Ama bu böyle gitmez diyorum ben de... Bir şeylerin değişmesi gerek..Dilerim bir gün sizin de dediğiniz gibi ; 'İnsanoğlu kendine gelir' Umalım ve D İ L E Y E Lİ M...
Kutladım içtenlikle .Kaleminiz hep yazsın diyerek. Sevgimle.

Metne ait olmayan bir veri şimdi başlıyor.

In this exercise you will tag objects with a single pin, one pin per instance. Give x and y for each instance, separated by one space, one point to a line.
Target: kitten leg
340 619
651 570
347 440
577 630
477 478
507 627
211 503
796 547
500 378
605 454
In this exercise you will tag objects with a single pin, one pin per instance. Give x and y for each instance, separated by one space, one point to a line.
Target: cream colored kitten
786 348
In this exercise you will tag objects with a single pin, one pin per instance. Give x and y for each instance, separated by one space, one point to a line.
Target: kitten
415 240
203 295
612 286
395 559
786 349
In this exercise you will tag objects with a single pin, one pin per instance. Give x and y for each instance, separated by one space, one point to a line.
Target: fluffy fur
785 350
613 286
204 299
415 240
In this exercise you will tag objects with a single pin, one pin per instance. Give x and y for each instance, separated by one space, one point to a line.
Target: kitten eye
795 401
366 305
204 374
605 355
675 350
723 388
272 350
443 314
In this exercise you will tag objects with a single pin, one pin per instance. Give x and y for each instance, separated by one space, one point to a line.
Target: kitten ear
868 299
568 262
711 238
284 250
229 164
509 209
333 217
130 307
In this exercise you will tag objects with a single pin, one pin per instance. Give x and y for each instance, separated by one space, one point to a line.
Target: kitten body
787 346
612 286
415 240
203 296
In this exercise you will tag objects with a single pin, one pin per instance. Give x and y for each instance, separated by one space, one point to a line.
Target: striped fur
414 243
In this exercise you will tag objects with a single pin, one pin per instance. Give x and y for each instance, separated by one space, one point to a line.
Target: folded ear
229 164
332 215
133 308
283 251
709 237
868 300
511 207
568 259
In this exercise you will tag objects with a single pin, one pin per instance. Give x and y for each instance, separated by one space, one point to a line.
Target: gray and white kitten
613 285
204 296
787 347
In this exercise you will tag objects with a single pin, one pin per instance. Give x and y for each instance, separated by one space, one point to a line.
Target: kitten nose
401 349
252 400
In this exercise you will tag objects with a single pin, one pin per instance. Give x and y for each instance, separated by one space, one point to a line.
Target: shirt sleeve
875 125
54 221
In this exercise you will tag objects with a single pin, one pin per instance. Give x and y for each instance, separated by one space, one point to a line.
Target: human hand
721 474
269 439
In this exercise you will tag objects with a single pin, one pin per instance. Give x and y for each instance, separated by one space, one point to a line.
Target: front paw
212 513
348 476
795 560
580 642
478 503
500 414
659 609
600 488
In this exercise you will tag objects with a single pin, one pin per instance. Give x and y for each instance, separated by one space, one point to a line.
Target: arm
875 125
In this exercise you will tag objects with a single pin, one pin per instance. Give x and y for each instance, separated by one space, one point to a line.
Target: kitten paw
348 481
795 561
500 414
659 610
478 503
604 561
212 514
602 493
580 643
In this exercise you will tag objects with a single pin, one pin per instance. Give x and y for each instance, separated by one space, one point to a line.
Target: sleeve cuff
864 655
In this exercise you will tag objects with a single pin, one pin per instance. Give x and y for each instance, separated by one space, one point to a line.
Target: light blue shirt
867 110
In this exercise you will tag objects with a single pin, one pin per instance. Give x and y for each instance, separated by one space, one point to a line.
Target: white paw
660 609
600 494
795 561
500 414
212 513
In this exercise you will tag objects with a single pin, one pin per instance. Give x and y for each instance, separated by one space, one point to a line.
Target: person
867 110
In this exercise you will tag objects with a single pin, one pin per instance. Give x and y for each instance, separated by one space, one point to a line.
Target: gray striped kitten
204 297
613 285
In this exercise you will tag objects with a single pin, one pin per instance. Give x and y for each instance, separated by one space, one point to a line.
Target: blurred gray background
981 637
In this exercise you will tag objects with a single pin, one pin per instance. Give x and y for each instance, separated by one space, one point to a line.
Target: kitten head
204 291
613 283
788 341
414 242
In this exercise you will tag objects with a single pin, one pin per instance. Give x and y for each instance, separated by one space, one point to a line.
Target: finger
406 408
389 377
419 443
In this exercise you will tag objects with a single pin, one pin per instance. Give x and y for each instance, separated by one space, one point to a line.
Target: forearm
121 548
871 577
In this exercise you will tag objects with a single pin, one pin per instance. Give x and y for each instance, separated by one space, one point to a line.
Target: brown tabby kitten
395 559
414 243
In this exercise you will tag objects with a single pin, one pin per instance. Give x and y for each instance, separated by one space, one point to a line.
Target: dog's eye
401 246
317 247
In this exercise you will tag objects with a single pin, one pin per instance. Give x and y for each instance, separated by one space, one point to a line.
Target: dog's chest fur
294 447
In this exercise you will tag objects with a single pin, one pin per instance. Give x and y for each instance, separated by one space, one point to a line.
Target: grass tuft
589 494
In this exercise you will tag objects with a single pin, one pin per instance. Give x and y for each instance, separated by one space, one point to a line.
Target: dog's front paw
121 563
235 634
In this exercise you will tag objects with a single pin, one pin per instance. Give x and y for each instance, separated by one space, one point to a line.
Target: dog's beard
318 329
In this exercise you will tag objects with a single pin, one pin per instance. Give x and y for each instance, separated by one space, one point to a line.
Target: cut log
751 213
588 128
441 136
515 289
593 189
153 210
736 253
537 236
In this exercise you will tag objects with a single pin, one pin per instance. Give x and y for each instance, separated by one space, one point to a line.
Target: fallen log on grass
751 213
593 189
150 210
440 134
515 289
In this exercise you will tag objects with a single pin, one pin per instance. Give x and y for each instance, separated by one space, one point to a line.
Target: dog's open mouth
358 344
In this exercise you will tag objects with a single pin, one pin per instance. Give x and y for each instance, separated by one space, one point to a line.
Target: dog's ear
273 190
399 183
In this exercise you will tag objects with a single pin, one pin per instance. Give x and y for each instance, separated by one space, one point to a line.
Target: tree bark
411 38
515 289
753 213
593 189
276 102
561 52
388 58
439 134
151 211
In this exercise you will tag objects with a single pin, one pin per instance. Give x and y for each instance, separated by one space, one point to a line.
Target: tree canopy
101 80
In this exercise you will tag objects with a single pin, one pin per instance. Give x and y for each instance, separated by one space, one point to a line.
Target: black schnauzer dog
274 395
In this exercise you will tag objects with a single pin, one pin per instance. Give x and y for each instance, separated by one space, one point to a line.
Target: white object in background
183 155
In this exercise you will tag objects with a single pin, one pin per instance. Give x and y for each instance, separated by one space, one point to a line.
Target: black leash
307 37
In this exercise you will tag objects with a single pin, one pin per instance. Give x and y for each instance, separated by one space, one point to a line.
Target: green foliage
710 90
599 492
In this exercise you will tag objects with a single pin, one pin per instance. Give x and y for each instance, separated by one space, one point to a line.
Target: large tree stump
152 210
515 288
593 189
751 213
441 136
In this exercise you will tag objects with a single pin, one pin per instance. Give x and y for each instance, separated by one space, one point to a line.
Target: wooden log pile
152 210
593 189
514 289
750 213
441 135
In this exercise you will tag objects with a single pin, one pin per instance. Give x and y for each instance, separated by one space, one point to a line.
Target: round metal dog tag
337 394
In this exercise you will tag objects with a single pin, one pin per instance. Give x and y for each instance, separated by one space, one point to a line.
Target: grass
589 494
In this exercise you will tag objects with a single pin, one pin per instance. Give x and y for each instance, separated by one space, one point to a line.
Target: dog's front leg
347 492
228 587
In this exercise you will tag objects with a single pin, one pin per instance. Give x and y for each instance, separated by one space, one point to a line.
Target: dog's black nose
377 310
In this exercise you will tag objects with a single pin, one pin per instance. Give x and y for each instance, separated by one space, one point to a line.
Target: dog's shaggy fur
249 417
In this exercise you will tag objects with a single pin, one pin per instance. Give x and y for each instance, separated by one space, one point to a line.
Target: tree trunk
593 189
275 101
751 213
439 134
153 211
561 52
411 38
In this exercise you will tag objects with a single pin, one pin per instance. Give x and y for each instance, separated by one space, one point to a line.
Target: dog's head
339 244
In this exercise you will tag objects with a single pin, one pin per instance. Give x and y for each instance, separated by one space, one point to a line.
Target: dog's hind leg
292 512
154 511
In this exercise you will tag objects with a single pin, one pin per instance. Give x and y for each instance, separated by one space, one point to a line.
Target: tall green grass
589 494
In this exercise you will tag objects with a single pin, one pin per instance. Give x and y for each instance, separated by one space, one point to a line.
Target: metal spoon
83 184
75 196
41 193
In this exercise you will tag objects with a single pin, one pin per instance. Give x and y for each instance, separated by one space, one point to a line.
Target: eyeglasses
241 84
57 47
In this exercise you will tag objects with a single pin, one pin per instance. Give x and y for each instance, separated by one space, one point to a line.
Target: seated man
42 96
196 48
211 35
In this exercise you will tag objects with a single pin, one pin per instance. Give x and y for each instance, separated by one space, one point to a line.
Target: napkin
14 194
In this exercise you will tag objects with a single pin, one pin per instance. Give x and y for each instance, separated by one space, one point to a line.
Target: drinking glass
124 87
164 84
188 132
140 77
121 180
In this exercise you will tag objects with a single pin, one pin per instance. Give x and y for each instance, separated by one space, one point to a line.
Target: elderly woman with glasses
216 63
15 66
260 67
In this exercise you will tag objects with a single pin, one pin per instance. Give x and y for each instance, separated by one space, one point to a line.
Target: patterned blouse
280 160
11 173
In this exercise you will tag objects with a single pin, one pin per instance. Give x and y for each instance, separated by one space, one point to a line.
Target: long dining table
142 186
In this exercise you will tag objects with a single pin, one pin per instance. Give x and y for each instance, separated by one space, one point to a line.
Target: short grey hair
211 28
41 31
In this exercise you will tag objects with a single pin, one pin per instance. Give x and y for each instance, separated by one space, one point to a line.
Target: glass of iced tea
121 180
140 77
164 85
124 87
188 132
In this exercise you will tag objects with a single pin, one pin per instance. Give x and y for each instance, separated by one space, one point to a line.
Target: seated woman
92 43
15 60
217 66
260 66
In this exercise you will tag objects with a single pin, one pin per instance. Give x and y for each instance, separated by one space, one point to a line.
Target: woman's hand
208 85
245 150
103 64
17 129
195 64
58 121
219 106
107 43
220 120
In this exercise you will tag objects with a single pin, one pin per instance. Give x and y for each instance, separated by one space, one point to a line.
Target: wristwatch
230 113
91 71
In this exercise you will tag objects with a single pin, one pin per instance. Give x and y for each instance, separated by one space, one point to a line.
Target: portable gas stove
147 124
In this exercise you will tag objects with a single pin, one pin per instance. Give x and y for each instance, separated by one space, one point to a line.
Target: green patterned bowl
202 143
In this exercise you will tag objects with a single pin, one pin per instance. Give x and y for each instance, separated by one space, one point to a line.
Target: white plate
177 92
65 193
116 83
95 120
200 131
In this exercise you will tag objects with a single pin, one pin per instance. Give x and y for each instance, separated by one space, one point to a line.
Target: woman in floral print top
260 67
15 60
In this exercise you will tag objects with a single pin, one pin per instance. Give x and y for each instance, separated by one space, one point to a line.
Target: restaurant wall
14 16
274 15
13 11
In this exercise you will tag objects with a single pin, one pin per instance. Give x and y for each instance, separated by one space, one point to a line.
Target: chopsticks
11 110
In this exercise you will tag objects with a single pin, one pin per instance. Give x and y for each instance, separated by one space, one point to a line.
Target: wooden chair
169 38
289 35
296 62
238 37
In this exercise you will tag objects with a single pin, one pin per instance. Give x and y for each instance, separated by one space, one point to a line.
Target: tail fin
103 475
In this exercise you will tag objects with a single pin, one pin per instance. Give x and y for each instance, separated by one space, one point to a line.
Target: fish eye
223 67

Bir değişim.Aslında bir devrim demek gerek.Ahlak adı altında bu kadar kokuşmuşluğun bir değişime mutlak gereksinimi olmalı.Zaten bunları yapmak biz öğretmenlerin görevi idi.Sanırım bir şeyler yanlış seyretti.Kutlarım öğretmenim.Nicelerine.